Os Kaingang e os Guarani sobreviveram no sul do Brasil — mas em condições que testam os limites do que se pode chamar de sobrevivência. Os Guarani Kaiowá do Mato Grosso do Sul vivem em algumas das áreas de maior concentração de indígenas por hectare do Brasil — territórios minúsculos rodeados por monoculturas de soja, onde as taxas de suicídio entre jovens atingiram níveis que organismos internacionais de direitos humanos classificaram como crise humanitária.
Essa crise não é misteriosa. É o resultado previsível de décadas de confinamento territorial, de destruição das condições materiais e espirituais que sustentavam a vida Guarani, e de uma política de demarcação que avançou em câmera lenta enquanto o agronegócio avançava em velocidade máxima. Os Kaiowá não estão morrendo de tristeza abstrata. Estão morrendo de uma situação concreta, com causas identificáveis e responsabilidades atribuíveis.
O que Cerrado, Caatinga e Pampa têm em comum
Três biomas diferentes, povos diferentes, histórias diferentes. Mas um fio que os une: todos foram destruídos mais rapidamente e com menos visibilidade do que a Amazônia. E os povos que os habitavam foram invisibilizados mais completamente do que os povos amazônicos — porque não tinham a floresta como aliada na narrativa internacional.
Há uma injustiça específica nisso. Os povos indígenas da Amazônia encontraram, nas últimas décadas, aliados no movimento ambientalista global — porque a floresta que defendem é um ativo climático reconhecido. Os povos do Cerrado, da Caatinga e do Pampa defendem biomas que o mundo não aprendeu a valorizar da mesma forma. Suas lutas são menos fotografadas, menos financiadas, menos conhecidas.
Mas são igualmente legítimas. E igualmente urgentes. O Brasil que não sabe o que tem no Cerrado, na Caatinga e no Pampa é um Brasil que não sabe o que está perdendo — e que vai descobrir tarde demais, quando as nascentes secarem e os campos se tornarem deserto.
Nós não vivemos na floresta. Mas vivemos na terra. E a terra é nossa da mesma forma que é de qualquer povo que a habita há milênios. O que muda é o bioma. O direito é o mesmo.

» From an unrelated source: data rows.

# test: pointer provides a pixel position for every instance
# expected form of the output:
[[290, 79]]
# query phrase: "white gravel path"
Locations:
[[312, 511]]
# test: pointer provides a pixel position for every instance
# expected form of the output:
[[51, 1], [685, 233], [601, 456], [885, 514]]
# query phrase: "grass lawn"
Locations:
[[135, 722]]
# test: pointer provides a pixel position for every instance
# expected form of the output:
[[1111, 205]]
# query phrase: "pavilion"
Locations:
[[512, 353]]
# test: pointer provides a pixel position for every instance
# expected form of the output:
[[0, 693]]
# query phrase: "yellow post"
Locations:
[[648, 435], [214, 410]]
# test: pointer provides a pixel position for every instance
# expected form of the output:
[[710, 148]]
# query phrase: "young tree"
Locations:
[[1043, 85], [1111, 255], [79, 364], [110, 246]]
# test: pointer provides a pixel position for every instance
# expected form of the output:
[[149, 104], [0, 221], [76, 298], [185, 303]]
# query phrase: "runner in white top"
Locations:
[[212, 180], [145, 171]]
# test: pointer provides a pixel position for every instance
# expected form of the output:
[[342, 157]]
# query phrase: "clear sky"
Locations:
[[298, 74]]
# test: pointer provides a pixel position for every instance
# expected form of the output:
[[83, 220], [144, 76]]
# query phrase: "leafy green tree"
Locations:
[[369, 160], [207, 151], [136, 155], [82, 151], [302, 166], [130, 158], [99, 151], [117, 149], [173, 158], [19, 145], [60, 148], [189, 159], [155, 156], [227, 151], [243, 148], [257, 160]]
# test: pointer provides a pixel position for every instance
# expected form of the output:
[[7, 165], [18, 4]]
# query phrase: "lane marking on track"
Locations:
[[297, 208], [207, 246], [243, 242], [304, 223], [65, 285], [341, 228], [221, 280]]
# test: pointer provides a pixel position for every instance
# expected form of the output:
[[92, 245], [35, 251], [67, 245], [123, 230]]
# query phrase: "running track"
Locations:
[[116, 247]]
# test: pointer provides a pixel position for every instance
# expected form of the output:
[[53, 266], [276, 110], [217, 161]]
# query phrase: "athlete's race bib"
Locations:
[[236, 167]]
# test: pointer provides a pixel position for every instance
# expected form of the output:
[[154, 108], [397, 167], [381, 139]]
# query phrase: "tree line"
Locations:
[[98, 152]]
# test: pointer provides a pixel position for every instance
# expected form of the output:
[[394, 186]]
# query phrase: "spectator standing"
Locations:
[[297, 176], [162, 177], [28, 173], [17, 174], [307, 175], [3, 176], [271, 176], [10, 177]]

Síntese do pensamento de lideranças indígenas do Cerrado e CaatingaCélia Xakriabá — professora, doutora em desenvolvimento sustentável e deputada federal por Minas Gerais — é filha do Cerrado. Cresceu numa aldeia Xakriabá no norte de Minas Gerais, num território demarcado depois de décadas de conflito que custaram vidas. Sua eleição para o Congresso, em 2022, foi lida por muitos como vitória identitária. Ela mesma a leu diferente: como obrigação. "Fui eleita para levar o cerrado ao parlamento", disse. E foi.